Hughes was less exciting than Hearst, but was fairly effective as a moderate progressive close to Theodore Roosevelt and William Howard Taft. Taft offered Hughes his VP nomination in 1908, but Hughes chose to remain as governor. He was particularly big on regulatory changes, creating meaningful political primaries, and not allowing politicians to have too much power over railroad rates. He supported very mild legal changes to help workers, but was no Frances Perkins or Eleanor Roosevelt or Robert Wagner.

In 1910, Taft nominated Hughes to the Supreme Court to replace David Brewer. He served for six years and largely ruled in the same way he made policy as governor–moderate but reasonable reforms on the worst forms of corporate misbehavior. He also joined Oliver Wendell Holmes as the only justices voting to reject Leo Frank’s guilty verdict in the horrible case in Atlanta that led to his lynching.

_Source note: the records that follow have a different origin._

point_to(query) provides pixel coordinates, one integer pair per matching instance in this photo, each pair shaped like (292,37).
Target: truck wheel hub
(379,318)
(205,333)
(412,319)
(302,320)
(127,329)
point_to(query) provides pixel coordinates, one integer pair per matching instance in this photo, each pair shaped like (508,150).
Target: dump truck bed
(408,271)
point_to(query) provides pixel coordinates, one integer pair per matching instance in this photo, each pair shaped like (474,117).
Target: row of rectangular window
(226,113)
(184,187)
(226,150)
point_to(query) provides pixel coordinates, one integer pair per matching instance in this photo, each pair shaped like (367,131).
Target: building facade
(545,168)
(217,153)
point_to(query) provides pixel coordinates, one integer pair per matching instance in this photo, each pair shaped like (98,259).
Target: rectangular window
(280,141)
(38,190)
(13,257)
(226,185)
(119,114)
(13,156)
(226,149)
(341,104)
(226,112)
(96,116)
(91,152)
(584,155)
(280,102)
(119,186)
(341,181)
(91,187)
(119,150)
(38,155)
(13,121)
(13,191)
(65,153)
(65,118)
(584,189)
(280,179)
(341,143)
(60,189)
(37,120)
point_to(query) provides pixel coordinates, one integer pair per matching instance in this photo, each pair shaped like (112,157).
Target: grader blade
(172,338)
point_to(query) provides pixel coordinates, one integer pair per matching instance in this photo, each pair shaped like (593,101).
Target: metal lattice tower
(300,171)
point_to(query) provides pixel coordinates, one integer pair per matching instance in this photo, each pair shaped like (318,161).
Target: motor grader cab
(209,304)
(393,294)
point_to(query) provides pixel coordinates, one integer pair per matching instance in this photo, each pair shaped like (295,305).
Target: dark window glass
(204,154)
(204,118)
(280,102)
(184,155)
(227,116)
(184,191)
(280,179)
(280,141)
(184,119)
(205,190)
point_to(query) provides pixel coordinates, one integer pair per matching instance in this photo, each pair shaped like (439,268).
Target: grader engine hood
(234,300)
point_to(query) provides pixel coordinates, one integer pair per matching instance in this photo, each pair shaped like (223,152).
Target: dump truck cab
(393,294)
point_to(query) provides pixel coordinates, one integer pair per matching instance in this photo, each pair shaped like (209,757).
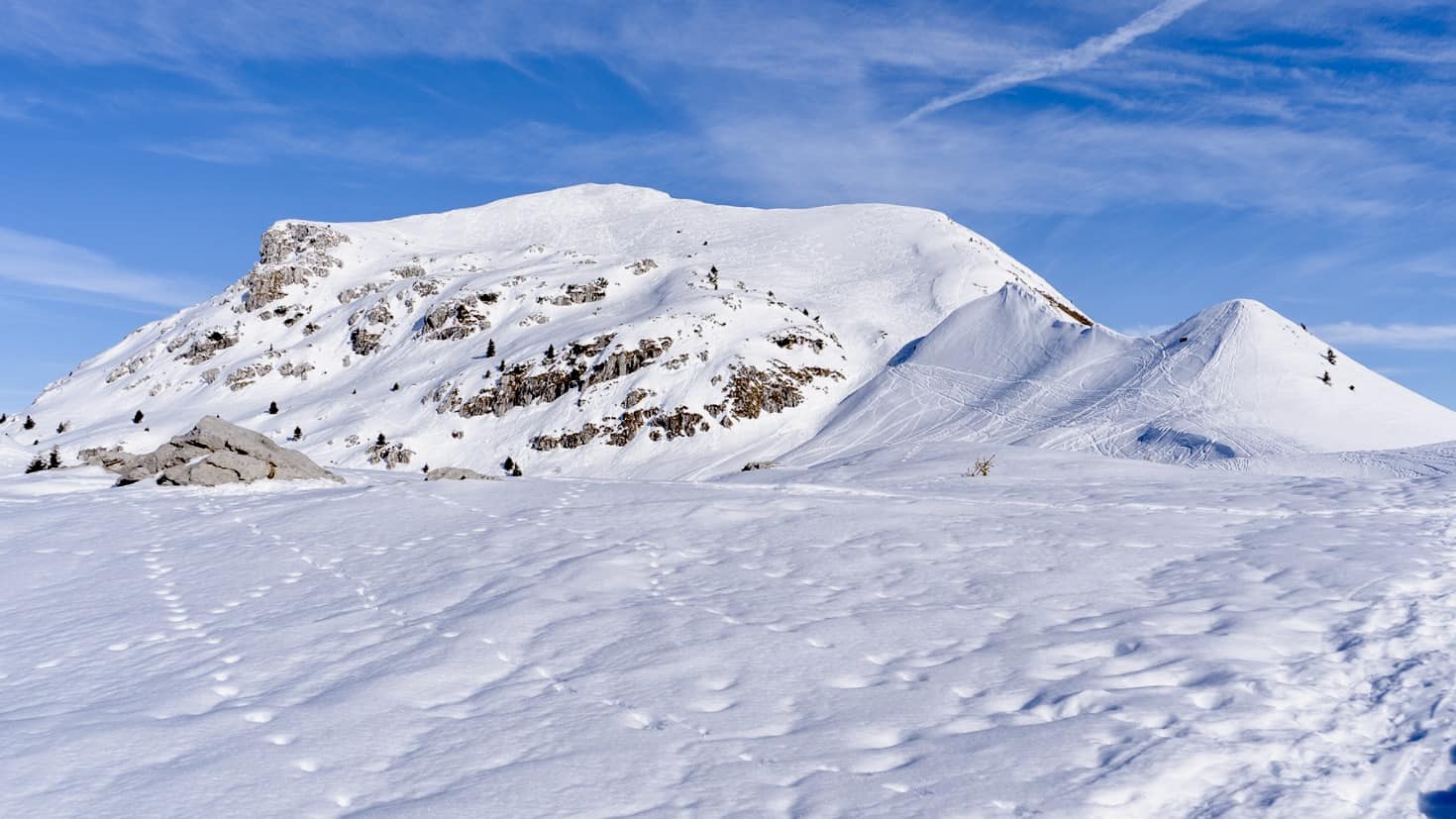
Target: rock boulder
(456,473)
(210,455)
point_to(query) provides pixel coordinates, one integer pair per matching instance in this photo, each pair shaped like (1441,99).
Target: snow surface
(860,279)
(1092,630)
(1072,636)
(1233,381)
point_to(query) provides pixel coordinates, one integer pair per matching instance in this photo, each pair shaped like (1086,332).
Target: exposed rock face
(290,254)
(210,455)
(456,473)
(204,347)
(594,290)
(519,385)
(455,319)
(389,455)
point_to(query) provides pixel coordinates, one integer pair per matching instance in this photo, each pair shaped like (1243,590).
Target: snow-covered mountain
(632,334)
(1236,380)
(616,331)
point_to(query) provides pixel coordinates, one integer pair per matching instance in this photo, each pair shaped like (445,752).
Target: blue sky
(1148,157)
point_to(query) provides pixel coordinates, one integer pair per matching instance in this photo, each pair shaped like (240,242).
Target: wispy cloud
(1063,61)
(1391,337)
(36,260)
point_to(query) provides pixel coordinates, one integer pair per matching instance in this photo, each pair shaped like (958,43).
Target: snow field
(1072,636)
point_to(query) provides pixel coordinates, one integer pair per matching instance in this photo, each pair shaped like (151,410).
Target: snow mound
(1236,380)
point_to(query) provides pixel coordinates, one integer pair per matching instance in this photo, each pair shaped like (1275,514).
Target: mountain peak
(590,331)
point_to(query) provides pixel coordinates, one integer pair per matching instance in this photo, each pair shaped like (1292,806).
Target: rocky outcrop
(456,473)
(363,342)
(210,455)
(594,290)
(519,385)
(389,455)
(752,391)
(455,319)
(288,255)
(203,347)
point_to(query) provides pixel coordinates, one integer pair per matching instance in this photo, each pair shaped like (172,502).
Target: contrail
(1063,61)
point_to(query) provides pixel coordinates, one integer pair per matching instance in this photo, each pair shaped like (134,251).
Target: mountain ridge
(604,329)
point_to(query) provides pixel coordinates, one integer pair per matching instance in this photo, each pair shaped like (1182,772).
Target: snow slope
(1071,638)
(1233,381)
(686,337)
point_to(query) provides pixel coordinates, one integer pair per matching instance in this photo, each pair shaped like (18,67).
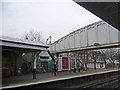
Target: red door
(65,63)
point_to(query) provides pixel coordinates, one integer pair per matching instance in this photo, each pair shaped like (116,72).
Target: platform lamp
(47,40)
(50,39)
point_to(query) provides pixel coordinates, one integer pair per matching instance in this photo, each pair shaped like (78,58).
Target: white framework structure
(96,35)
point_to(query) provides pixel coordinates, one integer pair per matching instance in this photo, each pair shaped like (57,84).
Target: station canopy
(8,43)
(108,10)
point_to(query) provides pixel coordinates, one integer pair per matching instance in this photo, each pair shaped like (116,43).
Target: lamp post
(50,39)
(47,40)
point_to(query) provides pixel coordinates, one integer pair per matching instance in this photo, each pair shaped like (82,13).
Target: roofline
(78,30)
(20,41)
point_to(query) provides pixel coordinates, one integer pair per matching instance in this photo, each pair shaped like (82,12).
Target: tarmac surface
(28,78)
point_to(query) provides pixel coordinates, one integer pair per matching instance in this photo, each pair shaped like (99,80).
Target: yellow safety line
(55,78)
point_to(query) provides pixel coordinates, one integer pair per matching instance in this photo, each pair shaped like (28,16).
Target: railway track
(109,82)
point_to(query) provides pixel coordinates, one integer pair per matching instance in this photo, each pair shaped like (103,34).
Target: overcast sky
(50,17)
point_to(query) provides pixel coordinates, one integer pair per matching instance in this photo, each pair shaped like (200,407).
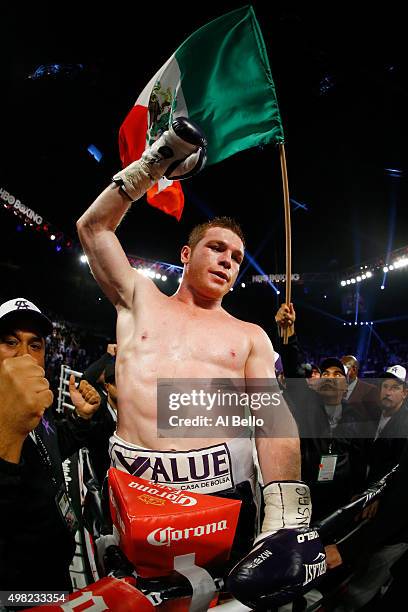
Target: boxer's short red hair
(198,232)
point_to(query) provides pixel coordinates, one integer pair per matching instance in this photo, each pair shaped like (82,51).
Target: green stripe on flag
(227,84)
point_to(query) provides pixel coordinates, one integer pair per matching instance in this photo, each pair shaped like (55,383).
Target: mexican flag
(219,77)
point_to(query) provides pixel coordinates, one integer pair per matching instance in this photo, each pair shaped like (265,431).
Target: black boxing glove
(179,153)
(280,567)
(292,551)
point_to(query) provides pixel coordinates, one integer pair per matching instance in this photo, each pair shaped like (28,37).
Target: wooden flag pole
(288,234)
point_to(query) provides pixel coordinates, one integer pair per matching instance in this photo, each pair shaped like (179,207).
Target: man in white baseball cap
(18,309)
(37,524)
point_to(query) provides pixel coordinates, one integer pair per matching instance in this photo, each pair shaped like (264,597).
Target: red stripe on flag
(170,200)
(132,135)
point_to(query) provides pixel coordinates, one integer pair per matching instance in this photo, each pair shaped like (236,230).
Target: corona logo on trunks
(163,537)
(157,523)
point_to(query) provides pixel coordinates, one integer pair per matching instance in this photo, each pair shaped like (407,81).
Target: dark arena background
(70,77)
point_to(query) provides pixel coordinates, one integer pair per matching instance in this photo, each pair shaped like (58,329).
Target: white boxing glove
(287,506)
(179,153)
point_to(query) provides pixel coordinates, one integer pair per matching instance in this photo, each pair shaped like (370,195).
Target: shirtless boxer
(186,335)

Hughes left the Supreme Court in 1916 to run as the Republican candidate for the presidency against Woodrow Wilson. He lost ultimately on Wilson’s record of keeping us out of World War I, but Hughes also didn’t have the full support of Progressives because he opposed the Adamson Act that provided the 8-hour day for railroad employees that Wilson had recently signed. It was still a very close election in a nation with a natural Republican skew, but Wilson pulling out California by 13,000 votes put him over the top. Hughes may well have blown this when he did not show up for an appointment with California governor Hiram Johnson, who in anger at being blown off, endorsed Wilson.

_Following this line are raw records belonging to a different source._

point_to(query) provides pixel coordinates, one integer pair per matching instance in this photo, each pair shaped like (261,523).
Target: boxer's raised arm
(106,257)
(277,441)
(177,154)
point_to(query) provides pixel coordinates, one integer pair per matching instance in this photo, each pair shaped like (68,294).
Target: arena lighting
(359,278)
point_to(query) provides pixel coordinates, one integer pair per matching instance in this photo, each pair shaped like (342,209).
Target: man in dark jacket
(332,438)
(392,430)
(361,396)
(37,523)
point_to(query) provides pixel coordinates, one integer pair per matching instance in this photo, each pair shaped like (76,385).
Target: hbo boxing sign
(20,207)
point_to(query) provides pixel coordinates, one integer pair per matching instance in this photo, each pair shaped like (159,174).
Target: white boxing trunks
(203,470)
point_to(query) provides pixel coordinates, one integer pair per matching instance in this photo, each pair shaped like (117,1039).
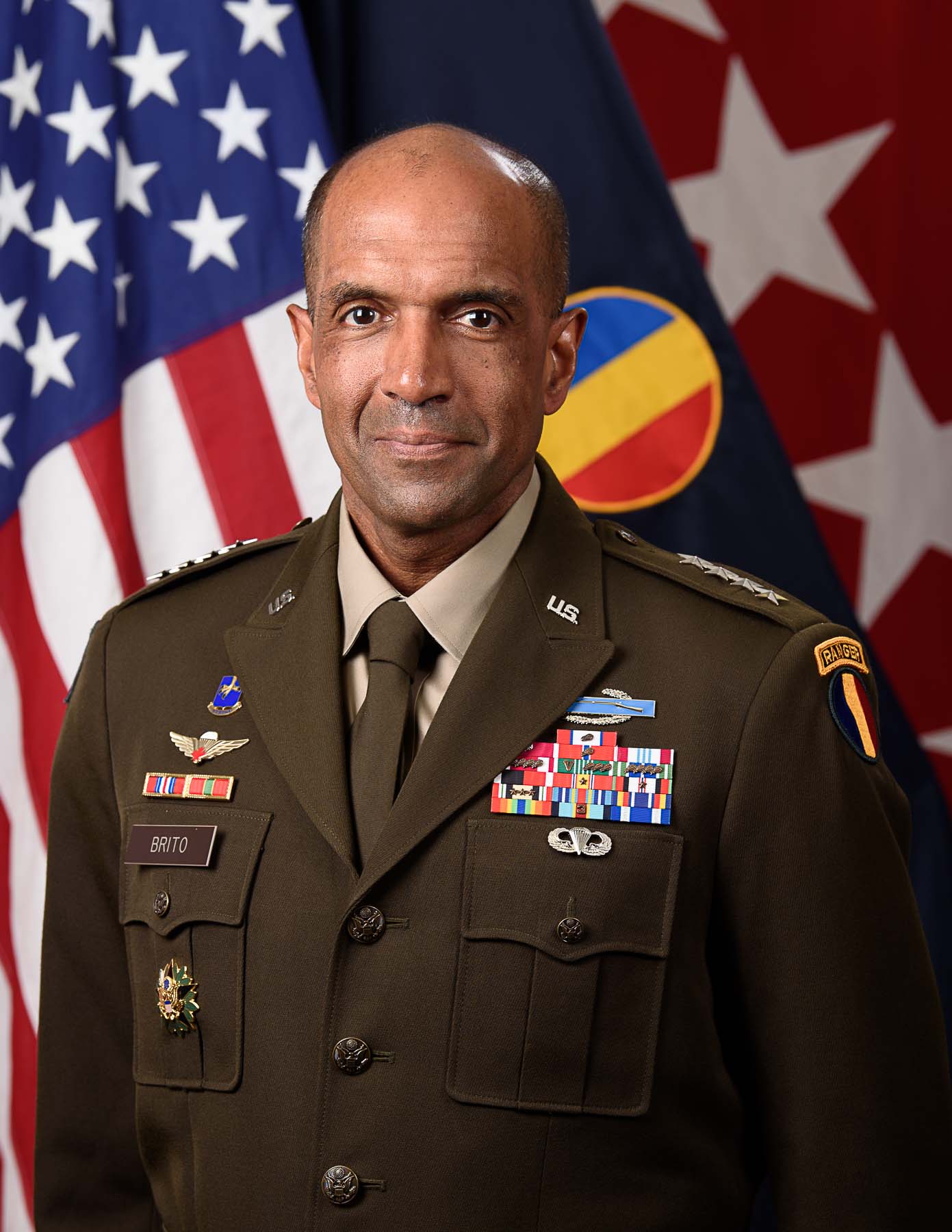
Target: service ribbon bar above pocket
(597,780)
(189,786)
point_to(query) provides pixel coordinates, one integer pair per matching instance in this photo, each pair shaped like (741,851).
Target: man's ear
(563,349)
(303,329)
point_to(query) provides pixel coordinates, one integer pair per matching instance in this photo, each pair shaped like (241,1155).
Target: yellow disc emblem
(645,408)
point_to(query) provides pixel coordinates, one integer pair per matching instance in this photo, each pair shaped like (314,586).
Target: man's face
(434,357)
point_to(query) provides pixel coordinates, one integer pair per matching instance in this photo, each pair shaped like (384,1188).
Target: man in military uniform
(532,880)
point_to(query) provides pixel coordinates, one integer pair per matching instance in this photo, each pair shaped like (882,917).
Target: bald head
(511,181)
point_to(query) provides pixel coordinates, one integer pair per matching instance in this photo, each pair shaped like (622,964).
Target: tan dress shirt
(451,606)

Most importantly, Hughes became the last major party presidential candidate to have facial hair that was more than a mustache. He long had a full beard, but at some point during 1916 went to a very thick goatee. In any case, I am giving you my very favorite trivia question, which I have never had answered correctly, even by other historians. You are welcome. Everyone forgets about Hughes.

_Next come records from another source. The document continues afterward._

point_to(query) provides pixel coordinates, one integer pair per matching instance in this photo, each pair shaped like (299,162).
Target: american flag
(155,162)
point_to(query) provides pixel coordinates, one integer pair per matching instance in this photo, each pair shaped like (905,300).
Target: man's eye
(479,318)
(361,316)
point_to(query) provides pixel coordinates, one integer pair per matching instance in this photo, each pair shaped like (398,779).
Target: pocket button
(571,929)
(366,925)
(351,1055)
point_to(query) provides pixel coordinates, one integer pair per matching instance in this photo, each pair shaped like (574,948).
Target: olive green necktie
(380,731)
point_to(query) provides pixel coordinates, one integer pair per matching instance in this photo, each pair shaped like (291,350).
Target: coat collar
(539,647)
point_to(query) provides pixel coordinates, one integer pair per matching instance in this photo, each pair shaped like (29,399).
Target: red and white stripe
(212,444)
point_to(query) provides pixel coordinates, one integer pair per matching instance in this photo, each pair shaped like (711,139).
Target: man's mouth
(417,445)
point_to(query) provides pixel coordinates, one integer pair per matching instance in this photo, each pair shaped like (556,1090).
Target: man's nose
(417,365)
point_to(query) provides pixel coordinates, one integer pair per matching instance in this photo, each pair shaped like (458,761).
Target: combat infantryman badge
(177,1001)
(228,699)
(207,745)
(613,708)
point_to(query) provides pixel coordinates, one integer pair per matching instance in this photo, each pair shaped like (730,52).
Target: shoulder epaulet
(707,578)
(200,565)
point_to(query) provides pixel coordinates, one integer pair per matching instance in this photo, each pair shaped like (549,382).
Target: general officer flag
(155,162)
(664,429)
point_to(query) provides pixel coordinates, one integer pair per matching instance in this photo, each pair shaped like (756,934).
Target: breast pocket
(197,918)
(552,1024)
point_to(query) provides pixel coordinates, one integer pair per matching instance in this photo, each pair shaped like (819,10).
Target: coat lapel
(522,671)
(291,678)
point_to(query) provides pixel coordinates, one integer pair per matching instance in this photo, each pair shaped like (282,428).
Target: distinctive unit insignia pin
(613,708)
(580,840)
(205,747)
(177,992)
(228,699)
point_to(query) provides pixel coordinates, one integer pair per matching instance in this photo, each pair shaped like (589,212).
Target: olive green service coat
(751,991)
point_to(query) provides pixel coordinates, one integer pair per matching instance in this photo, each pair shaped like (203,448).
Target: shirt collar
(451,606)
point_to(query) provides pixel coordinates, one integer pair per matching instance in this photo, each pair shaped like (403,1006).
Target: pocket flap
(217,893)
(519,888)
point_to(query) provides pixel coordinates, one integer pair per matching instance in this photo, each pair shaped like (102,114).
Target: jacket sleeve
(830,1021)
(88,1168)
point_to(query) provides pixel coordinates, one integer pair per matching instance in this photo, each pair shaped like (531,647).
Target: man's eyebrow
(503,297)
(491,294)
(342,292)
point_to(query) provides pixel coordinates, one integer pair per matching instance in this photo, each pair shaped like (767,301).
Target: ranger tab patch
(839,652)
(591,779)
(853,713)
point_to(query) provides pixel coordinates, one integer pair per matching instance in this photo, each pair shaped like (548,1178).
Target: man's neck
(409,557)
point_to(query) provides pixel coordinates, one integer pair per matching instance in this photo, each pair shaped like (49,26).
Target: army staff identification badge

Hughes also grew more conservative as he aged. He became increasingly concerned about Wilson’s regulations over corporations, which he felt was undermining liberty and individualism. There’s a corporate Republican for you. By the time Robert LaFollette was engaging in his (pointless) third party run as a Progressive in 1924, Hughes was flipping out about the evils of nearly all regulation. Hughes also became Warren Harding’s Secretary of State in 1921. His most notable achievement was negotiating the Washington Naval Treaties. He served a full term, resigning after Calvin Coolidge won a full term in 1924. He became a corporate lawyer at this point, arguing 50 cases before the Supreme Court between 1925 and 1930. He also remained involved in the foreign policy community, particularly on Latin American issues. The Republican right-wing, concerned about that crazy radical Herbert Hoover becoming president in 1928, tried to recruit Hughes to run again, but he refused and endorsed Hoover.

Hoover paid that debt off by naming Hughes Chief Justice of the Supreme Court in 1930, replacing Taft. He was only confirmed 52-26, a lot of opposition for that time, primarily because he had become such a corporate hack. Progressives in both parties were highly concerned that he would rule strictly for corporations, but he ended up more moderate than expected, even after Franklin Roosevelt became president. Early on, Hughes voted with his conservative colleagues to strike down legislation such as the NRA and AAA, but by 1935, he felt the other conservatives had gone off the rails, forgetting the importance of common law. He started voting with the liberals, at least on some cases. Hughes was highly alarmed at FDR’s courtpacking scheme and responded by working hard to ensure that the Wagner Act and Social Security Act were ruled constitutional, demonstrating that despite Roosevelt’s bad move and the long-term damage this did to him, in the short-term it did ensure that critical legislation remained. Hughes remained Chief Justice until 1941, when he retired. He died in 1948.

Charles Evans Hughes is buried in Woodlawn Cemetery, Bronx, New York.